What is a Consumer Proposal?
In Canada, consumer proposals are growing in popularity as an alternative to personal bankruptcy. A consumer proposal is a legal process administered under the Bankruptcy and Insolvency Act. It allows you to make a negotiated settlement to pay all or a portion of your unsecured debts over a maximum of five years. The filing of a consumer proposal provides you with immediate protection against further action from unsecured creditors, including the Canada Revenue Agency for income tax debt or goods and services tax debt. Telephone calls, collection or legal action, and wage garnishments stop. Bank account seizures and unemcumbered asset seizures will be terminated immediately.
If you owe between $1,000 and $250,000, you may file a consumer proposal. The $250,000 maximum threshold excludes the secured debts owing on your principal residence. If you owe more than $250,000 you may want to consider filing a Division I Proposal.

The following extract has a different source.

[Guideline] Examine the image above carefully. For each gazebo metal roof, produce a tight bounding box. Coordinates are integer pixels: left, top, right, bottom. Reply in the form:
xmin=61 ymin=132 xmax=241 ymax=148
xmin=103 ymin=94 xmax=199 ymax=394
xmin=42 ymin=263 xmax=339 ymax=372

A consumer proposal must provide a “greater financial recovery” for your unsecured creditors when compared to the “financial recovery” the unsecured creditors receive in a personal bankruptcy. The “greater financial recovery” offered to creditors in a consumer proposal may include one or more of the following:
- a one-time lump sum payment
- distributing payments to your unsecured creditors more frequently than in a bankruptcy
- reduced administration fees
- paying more into the consumer proposal on a monthly basis or for a longer period of time than would be required in a personal bankruptcy
A consumer proposal must be made through a federally regulated Licensed Insolvency Trustee who is known as the Proposal Administrator. The Proposal Administrator will file your consumer proposal and send notice to your unsecured creditors who respond with a voting letter to either accept or reject your consumer proposal. If the unsecured creditors vote to accept your consumer proposal by a simple majority (50% or more) and the court approves it, your consumer proposal becomes a binding legal contract that applies to all your unsecured creditors, even if some of your unsecured creditors voted to reject your consumer proposal or did not vote at all.
If the unsecured creditors vote to reject your consumer proposal, then you must explore other options to resolve your unsecured debts.
Consumer proposals are most often accepted by the unsecured creditors, as the unsecured creditors know that they will receive a “greater financial recovery” from your consumer proposal than the “financial recovery” they will receive from a personal bankruptcy.